Inside Social Scientists’ New Data Dilemma
Sociologist, dean and professor at New York University, Dalton Conley is one of a growing group of social scientists now pushing large, for-profit companies that collect social information to share it with social scientists for the purposes of research.
Conley and several of his colleagues recently penned a joint opinion piece in The Chronicle of Higher Education in which they criticize social media companies for collecting historic amounts of social data, only to legally maintain these data behind proprietary firewalls. He discussed these issues — and their possible resolution — in depth with EdTech: Focus on Higher Education Managing Editor Tara E. Buck.
EDTECH: You are part of a group that has called for companies to open their data to social scientists for research purposes. Why is this so important?
CONLEY: We freely give these Internet companies an incredible amount of social information that they keep in silos, releasing only to those they see fit. Given that they have become near monopolies on social life, there is room for regulation that would require them to take part in some sort of de-identifying, data-sharing mechanism in the name of the public good.
We have the tools to analyze these data, but we did not create these platforms where people are voluntarily pouring their data. All we are saying is, please let us in.
EDTECH: Do you have any thoughts on how something like that would be structured?
CONLEY: One solution is to create an infrastructure that allows researchers to request data samples for specific hypotheses. Researchers would apply to receive access to de-identified data, just as they do now with government entities such as the IRS.
Researchers are accustomed to working with restricted data sets, so gaining access to the huge samples available on places like Facebook or Twitter would be great.
EDTECH: These companies already are under pressure from the government to share data for national security purposes. Why would they bend to the social sciences?
CONLEY: We definitely don’t have a kind of intimidating presence that the NSA has. We are talking about transparency and openness and the sharing of data, not using data in ways that will make people feel uncomfortable.

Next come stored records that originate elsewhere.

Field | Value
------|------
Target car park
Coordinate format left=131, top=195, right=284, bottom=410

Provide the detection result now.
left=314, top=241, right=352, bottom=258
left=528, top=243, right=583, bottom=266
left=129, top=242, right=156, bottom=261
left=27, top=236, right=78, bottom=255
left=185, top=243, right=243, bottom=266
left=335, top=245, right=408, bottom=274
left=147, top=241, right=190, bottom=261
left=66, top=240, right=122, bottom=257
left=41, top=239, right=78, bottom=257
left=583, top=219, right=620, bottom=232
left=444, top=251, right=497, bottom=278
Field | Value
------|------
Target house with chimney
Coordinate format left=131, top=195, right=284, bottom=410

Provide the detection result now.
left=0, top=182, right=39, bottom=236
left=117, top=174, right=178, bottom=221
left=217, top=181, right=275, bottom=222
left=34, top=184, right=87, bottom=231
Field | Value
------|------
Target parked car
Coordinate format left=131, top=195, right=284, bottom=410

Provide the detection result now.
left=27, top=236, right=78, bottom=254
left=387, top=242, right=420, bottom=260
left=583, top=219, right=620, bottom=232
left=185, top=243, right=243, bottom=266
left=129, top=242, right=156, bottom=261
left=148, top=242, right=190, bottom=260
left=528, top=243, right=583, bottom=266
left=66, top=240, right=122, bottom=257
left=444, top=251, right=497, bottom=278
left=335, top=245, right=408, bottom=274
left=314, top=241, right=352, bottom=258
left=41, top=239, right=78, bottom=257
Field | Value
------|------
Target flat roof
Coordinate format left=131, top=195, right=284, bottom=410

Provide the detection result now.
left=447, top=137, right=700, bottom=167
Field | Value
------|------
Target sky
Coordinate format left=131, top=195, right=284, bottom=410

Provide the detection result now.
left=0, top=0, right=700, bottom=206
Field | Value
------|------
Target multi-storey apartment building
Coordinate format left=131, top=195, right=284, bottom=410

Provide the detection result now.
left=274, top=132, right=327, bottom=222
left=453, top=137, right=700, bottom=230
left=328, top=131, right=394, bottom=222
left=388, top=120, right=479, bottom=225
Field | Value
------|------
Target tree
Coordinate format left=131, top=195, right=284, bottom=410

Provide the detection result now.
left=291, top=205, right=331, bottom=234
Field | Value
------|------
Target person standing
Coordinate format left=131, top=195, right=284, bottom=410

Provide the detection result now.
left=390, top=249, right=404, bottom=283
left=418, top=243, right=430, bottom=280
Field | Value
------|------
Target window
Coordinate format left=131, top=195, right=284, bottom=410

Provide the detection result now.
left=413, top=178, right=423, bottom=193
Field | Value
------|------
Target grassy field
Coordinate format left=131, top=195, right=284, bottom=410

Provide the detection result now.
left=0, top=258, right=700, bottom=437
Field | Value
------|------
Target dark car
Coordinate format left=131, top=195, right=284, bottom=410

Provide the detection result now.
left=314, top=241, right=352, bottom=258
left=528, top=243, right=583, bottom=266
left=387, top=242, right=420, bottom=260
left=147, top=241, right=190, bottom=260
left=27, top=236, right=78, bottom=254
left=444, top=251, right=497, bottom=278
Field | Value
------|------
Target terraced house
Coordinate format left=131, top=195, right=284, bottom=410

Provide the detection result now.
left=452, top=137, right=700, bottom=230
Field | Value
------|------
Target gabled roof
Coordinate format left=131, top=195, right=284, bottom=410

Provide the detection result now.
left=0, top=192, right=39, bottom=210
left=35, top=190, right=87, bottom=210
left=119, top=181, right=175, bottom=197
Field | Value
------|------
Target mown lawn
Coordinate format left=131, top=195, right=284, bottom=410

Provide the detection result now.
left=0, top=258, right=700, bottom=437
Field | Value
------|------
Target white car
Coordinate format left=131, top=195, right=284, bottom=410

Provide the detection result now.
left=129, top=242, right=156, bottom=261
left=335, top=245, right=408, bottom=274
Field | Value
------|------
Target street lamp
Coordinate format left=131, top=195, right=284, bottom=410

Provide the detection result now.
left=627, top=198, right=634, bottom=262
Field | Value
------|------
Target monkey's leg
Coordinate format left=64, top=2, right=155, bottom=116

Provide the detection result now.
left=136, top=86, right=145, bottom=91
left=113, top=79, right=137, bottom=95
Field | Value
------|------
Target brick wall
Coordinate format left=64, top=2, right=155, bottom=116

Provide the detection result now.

Just like Bell Telephone was too big and was broken up, when you are the size of many of these social networks, you exit the realm of the free market. You now are in the realm of monopoly, where in order to maintain your size, you need to begin to cut some deals with society, with the government, and I think this could be one of them.
EDTECH: Is there any worry that social science as a data-driven discipline is in jeopardy?
CONLEY: In my worst fear, yes, but that’s not to say it’s something that is highly possible. It is something I think about. The fear is that, given how people communicate today with technology, if you are not on the inside — if you don’t have access to these data — then you are shut out. In the future, it’s not going to be seen as acceptable science to survey even 300 people. It’s going to be considered biased and too small a sample size compared with the billions of data points available through something like Facebook messaging.
That’s a universe that covers nearly everyone between the ages of 18 and 35 in North America, so the way we previously gathered information will become irrelevant.
To the extent that these for-profit private entities are not regulated in terms of data sharing requirements, the reality is that if you are not on the inside you are not going to be able to research. That’s what I worry about.
EDTECH: How do you see your group’s work moving forward?
CONLEY: We hope to show examples of productive new forms of data linkage and collection that produce social science results that would not have been achieved without access to these data.
We hear their concerns about sharing data and what their motivations would or would not be, but I think we have some stuff to offer them. There has been a causal revolution in social sciences over the past 30 years that gets beyond correlations; we understand how to estimate cause and effect in observational data without formal experiments.
That kind of work has not completely penetrated the Big Data computer science world, so I think there is room on both sides to learn from one another, for the betterment of everyone.